November 21st, 2009
 

365 Gay: News

Ugandan Gay Rights Advocate Seized, Beaten By Police


(New York City) A leading advocate for LGBT civil rights in Uganda was seized and badly beaten by police, international human rights groups allege.

"He was found weak, filthy and without shoes."
Usaam Mukwaaya was on his way back from Friday prayers when he allegedly was stopped by a police patrol car and taken off a motorbike taxi that he had hired to transport him. 

Three men in police uniforms and a fourth in civilian attire put Mukwaaya in the patrol car. He was driven to a building where he was led through a dark hall to an interrogation room, and aggressively questioned about the Ugandan LGBT movement.

Mukwaaya was cut around the hands and tortured with a machine that applies extreme pressure to the body, preventing breathing and causing severe pain, according to Human Rights Watch and the International Gay and Lesbian Human Rights Commission, and Sexual Minorities Uganda .
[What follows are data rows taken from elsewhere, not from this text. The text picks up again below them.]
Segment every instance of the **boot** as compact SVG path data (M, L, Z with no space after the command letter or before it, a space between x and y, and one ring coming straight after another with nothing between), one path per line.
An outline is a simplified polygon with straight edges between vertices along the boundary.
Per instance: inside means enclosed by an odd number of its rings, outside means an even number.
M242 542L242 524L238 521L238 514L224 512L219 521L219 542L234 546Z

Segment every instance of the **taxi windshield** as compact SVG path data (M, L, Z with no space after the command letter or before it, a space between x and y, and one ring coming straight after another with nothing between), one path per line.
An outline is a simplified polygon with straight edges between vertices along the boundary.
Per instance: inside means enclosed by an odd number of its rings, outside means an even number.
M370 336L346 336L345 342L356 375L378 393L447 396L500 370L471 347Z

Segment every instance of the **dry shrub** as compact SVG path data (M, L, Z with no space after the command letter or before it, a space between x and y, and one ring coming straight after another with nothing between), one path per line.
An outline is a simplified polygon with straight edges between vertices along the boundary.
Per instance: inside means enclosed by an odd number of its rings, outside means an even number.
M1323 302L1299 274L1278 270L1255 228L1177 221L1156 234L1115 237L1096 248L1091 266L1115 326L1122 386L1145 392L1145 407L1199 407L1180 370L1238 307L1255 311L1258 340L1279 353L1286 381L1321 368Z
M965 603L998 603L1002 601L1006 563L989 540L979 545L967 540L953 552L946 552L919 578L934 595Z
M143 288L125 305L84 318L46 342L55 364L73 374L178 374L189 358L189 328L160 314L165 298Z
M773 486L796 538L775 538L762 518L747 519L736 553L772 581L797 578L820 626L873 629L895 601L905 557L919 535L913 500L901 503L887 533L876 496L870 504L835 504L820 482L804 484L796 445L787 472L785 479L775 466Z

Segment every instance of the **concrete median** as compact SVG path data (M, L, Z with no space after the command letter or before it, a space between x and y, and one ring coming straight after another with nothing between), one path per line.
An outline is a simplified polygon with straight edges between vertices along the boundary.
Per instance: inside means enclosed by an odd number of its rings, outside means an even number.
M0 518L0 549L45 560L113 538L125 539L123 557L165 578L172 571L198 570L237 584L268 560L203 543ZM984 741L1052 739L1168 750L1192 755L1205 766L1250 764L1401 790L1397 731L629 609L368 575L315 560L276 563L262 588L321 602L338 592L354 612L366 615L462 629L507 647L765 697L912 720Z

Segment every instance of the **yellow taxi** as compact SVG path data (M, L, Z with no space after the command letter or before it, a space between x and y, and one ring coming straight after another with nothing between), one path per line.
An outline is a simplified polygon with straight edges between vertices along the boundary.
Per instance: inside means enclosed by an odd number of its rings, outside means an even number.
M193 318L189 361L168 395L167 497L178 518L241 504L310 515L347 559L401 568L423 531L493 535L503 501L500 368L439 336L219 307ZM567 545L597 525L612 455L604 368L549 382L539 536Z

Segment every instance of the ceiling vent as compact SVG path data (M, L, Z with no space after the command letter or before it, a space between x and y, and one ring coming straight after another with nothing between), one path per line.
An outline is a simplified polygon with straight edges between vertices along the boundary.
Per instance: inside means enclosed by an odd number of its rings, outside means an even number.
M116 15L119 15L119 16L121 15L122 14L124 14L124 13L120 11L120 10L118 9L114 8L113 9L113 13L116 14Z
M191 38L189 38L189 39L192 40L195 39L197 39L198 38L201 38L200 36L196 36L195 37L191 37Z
Sexual Minorities Uganda – a coalition of 3 LGBTI organizations in Uganda – and representatives of the International Gay and Lesbian Human Rights Commission searched unsuccessfully for Mukwaaya for nearly 24 hours, inquiring as to his whereabouts at five police stations in Kampala.

He surfaced the following day saying he had been driven from the building where he’d been held and dumped. 

Shaken and bruised, he said he boarded a motorbike taxi to the city center and telephoned colleagues from SMUG who found him weak, filthy and without shoes and some of his clothing.

Earlier this year Mukwaaya was detained while demonstrating for access by gay people to HIV services. 

“The abduction and torture of a Ugandan HIV and AIDS activist who faces trial for holding a peaceful protest reveals the danger to those who challenge the government’s policies,” Human Rights Watch said in a statement.

All three groups called on Ugandan authorities to “investigate the abduction and torture and sanction those responsible.”

“Uganda’s government promotes homophobia when it should be protecting its citizens against HIV and Aids,” said Scott Long, HRW’s director for the Lesbian, Gay, Bisexual, and Transgender Rights Program.